ValueError: GGUF model with architecture ernie4_5-moe is not supported yet.
使用vllm部署ernie-4.5-21B-A3B gguf模型,报错
(APIServer pid=162062) Traceback (most recent call last):
(APIServer pid=162062) File "/root/miniconda3/envs/vllm/bin/vllm", line 8, in <module>
(APIServer pid=162062) sys.exit(main())
(APIServer pid=162062) File "/root/miniconda3/envs/vllm/lib/python3.10/site-packages/vllm/entrypoints/cli/main.py", line 73, in main
(APIServer pid=162062) args.dispatch_function(args)

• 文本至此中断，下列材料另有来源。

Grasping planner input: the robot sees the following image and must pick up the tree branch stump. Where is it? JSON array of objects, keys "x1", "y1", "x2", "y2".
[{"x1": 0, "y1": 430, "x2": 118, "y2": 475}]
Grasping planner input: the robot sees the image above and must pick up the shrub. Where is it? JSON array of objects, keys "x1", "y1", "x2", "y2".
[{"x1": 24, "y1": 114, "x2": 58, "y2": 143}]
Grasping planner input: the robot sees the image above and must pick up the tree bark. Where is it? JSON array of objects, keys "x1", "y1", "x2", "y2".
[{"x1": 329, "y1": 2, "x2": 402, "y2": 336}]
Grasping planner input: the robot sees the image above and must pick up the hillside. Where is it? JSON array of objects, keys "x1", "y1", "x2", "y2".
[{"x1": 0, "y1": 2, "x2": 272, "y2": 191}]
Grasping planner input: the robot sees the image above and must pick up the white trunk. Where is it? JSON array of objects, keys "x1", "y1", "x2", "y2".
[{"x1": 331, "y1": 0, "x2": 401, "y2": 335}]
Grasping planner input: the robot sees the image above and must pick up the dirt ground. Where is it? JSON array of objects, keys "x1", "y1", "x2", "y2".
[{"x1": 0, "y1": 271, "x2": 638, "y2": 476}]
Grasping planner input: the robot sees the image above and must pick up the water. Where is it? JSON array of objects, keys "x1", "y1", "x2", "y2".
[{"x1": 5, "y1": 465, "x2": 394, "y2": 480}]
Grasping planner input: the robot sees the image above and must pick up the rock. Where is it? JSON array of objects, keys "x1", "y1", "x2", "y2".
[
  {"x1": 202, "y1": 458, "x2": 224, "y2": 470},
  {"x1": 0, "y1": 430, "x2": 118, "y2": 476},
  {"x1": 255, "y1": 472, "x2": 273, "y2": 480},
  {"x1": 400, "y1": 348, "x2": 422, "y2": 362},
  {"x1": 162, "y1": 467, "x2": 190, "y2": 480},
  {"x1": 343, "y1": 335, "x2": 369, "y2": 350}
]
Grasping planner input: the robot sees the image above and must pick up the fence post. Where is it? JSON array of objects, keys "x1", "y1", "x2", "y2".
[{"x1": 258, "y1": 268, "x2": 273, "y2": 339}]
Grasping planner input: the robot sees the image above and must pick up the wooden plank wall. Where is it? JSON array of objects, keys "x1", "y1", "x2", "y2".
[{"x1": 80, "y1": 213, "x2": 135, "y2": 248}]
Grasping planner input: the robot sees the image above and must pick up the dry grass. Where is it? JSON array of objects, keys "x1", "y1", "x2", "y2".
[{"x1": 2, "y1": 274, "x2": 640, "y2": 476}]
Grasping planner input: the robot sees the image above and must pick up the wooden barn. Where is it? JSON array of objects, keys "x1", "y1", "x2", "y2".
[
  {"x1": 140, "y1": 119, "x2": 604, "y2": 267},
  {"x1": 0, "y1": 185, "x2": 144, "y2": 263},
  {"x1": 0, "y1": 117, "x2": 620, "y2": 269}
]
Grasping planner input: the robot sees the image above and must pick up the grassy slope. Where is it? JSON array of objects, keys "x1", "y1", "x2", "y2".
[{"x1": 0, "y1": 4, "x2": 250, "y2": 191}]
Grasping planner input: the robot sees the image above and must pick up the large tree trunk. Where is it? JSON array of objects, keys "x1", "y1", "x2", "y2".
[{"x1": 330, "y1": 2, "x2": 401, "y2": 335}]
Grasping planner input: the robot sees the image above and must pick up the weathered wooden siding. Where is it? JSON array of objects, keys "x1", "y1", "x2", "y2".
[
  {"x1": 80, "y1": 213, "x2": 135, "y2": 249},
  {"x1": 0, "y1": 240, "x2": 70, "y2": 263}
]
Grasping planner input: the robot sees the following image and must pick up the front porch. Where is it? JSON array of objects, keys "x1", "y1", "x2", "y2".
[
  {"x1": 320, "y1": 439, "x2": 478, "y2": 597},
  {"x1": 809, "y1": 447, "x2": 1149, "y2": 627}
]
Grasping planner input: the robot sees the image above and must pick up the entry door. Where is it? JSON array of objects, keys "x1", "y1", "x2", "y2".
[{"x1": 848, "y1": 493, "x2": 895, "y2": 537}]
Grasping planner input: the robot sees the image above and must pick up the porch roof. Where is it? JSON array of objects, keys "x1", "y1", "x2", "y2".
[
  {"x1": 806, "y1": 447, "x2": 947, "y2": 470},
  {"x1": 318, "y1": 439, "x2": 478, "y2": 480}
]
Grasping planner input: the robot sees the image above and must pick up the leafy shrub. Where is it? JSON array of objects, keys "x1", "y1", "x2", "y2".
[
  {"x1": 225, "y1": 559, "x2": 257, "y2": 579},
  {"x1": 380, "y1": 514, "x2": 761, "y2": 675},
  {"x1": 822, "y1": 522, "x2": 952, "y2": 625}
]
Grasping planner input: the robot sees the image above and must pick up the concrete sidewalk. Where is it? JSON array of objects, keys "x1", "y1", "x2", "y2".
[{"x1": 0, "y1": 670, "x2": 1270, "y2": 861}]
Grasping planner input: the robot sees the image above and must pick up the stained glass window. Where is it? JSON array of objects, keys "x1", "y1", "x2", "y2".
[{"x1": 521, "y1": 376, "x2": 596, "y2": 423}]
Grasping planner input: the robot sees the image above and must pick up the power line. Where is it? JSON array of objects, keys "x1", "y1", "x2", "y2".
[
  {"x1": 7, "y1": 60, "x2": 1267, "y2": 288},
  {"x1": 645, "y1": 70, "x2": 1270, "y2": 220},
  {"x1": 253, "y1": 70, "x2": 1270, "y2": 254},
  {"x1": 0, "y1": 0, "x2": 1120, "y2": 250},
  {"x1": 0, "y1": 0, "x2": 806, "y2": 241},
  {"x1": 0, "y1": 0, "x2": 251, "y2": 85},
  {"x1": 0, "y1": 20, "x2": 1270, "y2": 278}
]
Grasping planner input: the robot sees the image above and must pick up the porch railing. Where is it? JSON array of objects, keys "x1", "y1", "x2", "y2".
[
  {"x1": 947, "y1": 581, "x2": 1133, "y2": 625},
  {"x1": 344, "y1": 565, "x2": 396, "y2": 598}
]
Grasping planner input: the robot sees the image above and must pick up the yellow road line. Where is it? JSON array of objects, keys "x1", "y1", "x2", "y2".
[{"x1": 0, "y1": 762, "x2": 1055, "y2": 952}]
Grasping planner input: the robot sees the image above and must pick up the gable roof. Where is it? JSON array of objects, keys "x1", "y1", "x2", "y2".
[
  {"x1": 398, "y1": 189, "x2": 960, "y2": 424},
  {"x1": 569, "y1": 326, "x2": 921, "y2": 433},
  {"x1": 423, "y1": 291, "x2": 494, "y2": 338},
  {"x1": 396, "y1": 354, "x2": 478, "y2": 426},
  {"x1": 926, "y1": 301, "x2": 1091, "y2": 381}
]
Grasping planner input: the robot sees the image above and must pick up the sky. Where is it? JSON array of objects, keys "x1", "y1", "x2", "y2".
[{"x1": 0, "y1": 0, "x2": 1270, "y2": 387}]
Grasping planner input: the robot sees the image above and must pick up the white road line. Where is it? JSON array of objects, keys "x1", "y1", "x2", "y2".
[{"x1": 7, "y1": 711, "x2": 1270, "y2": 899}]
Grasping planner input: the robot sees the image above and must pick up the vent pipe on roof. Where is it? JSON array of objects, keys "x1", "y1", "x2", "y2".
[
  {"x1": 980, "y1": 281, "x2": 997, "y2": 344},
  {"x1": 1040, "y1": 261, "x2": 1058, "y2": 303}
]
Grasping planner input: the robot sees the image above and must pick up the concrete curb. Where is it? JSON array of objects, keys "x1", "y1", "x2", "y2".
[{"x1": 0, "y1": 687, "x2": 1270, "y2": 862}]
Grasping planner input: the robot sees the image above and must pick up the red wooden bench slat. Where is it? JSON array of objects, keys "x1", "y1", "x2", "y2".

(APIServer pid=162062) File "/root/miniconda3/envs/vllm/lib/python3.10/site-packages/vllm/entrypoints/cli/serve.py", line 60, in cmd
(APIServer pid=162062) uvloop.run(run_server(args))
(APIServer pid=162062) File "/root/miniconda3/envs/vllm/lib/python3.10/site-packages/uvloop/__init__.py", line 82, in run
(APIServer pid=162062) return loop.run_until_complete(wrapper())
(APIServer pid=162062) File "uvloop/loop.pyx", line 1518, in uvloop.loop.Loop.run_until_complete
(APIServer pid=162062) File "/root/miniconda3/envs/vllm/lib/python3.10/site-packages/uvloop/__init__.py", line 61, in wrapper
(APIServer pid=162062) return await main
(APIServer pid=162062) File "/root/miniconda3/envs/vllm/lib/python3.10/site-packages/vllm/entrypoints/openai/api_server.py", line 2024, in run_server
(APIServer pid=162062) await run_server_worker(listen_address, sock, args, **uvicorn_kwargs)
(APIServer pid=162062) File "/root/miniconda3/envs/vllm/lib/python3.10/site-packages/vllm/entrypoints/openai/api_server.py", line 2043, in run_server_worker
(APIServer pid=162062) async with build_async_engine_client(
(APIServer pid=162062) File "/root/miniconda3/envs/vllm/lib/python3.10/contextlib.py", line 199, in __aenter__
(APIServer pid=162062) return await anext(self.gen)
(APIServer pid=162062) File "/root/miniconda3/envs/vllm/lib/python3.10/site-packages/vllm/entrypoints/openai/api_server.py", line 195, in build_async_engine_client
(APIServer pid=162062) async with build_async_engine_client_from_engine_args(
(APIServer pid=162062) File "/root/miniconda3/envs/vllm/lib/python3.10/contextlib.py", line 199, in __aenter__
(APIServer pid=162062) return await anext(self.gen)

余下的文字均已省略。